Nous avons identifié trois essais comparant les AINS autres que l’aspirine à un placebo. Les trois essais ont été interrompus prématurément en raison des effets indésirables associés aux AINS signalés dans d'autres essais.

Un essai (2528 participants) a examiné le célécoxib, un inhibiteur de la cyclooxygénase-2 (COX-2) (200 mg deux fois par jour) et le naproxène, un AINS non sélectif (220 mg deux fois par jour), pour prévenir la démence chez les personnes âgées en bonne santé cognitive ayant des antécédents familiaux de maladie d'Alzheimer (MA). Le suivi médian était de 734 jours. En combinant les deux groupes de traitement par AINS, il n'y a pas eu de données probantes indiquant une différence dans l'incidence de la MA entre les participants ayant reçu des AINS et ceux ayant reçu un placebo (RR 1,91, IC à 95 % 0,89 à 4,10 ; données probantes de niveau de confiance modéré). Il n'y avait pas non plus de données probantes indiquant une différence dans les taux d'infarctus du myocarde (RR 1,21, IC à 95% 0,61 à 2,40), d'accidents vasculaires cérébraux (RR 1,82, IC à 95% 0,76 à 4,37) ou de mortalité (RR 1,37, IC à 95% 0,78 à 2,43) entre les groupes de traitement (données probantes de niveau de confiance modéré).

Un essai (88 participants) a évalué l'efficacité du célécoxib (200 mg ou 400 mg par jour) pour retarder le déclin cognitif chez des participants âgés de 40 à 81 ans présentant une légère perte de mémoire liée à l'âge mais dont les scores de mémoire sont normaux. La durée moyenne du suivi était de 17,6 mois pour le groupe traité par le célécoxib et de 18,1 mois pour le groupe placebo. Il n'y avait pas de données probantes indiquant une différence entre les groupes dans les résultats des tests dans l'un des six domaines cognitifs. Les participants auxquels on a attribué le célécoxib ont subi plus d'effets indésirables gastro-intestinaux que ceux auxquels on a attribué le placebo (RR 2,66, IC à 95 % 1,05 à 6,75 ; données probantes de faible niveau de confiance).

Un essai (1457 participants) a évalué l'efficacité du rofécoxib, un inhibiteur de la COX-2 (25 mg une fois par jour), pour retarder ou prévenir un diagnostic de MA chez les participants atteints de DCL. La durée moyenne de la participation à l'étude était de 115 semaines dans le groupe rofécoxib et de 130 semaines dans le groupe placebo.

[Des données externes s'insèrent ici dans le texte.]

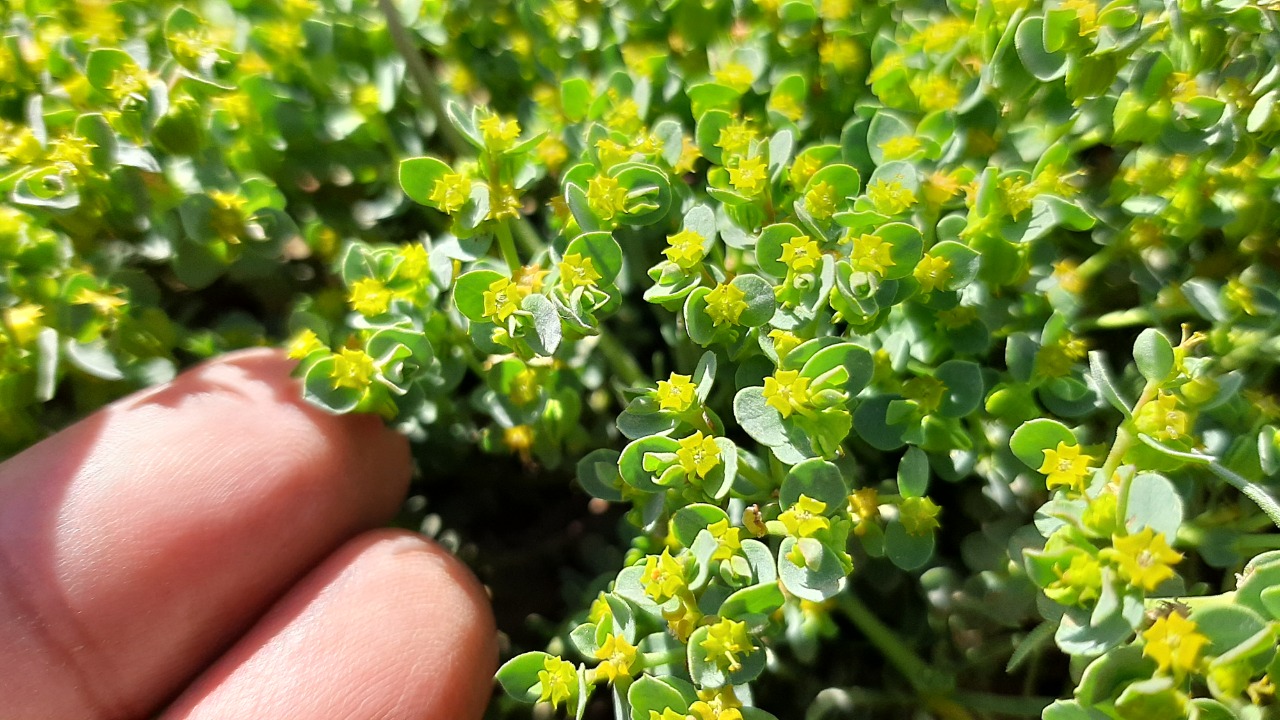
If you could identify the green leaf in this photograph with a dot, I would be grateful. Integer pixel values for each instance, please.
(417, 177)
(913, 473)
(469, 292)
(817, 580)
(1153, 502)
(519, 675)
(652, 695)
(964, 387)
(818, 479)
(1153, 355)
(1034, 437)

L'incidence de la MA était plus élevée dans le groupe rofécoxib que dans le groupe placebo (RR 1,32, IC à 95 % 1,01 à 1,72 ; données probantes de niveau de confiance modéré). Il n'y avait pas des données probantes indiquant une différence entre les groupes en termes d'événements cardiovasculaires indésirables (RR 1,07, IC à 95% 0,68 à 1,66 ; données probantes de niveau de confiance modéré) ou de mortalité (RR 1,62, IC à 95% 0,85 à 3,05 ; données probantes de niveau de confiance modéré). Les participants auxquels on a attribué le rofécoxib ont eu plus d'effets indésirables gastro-intestinaux supérieurs (RR 3,53, IC à 95 % 1,17 à 10,68 ; données probantes de niveau de confiance modéré). Les scores moyens annuels de différence rapportés n'ont pas montré des données probantes indiquant une différence entre les groupes dans les activités de la vie quotidienne (année 1 : pas de données disponibles ; année 2 : 0.0, IC à 95 % -0,1 à 0,2 ; année 3 : 0.1, IC à 95 % -0,1 à 0,3 ; année 4 : 0.1, IC à 95 % -0,1 à 0,4 ; données probantes de niveau de confiance modéré).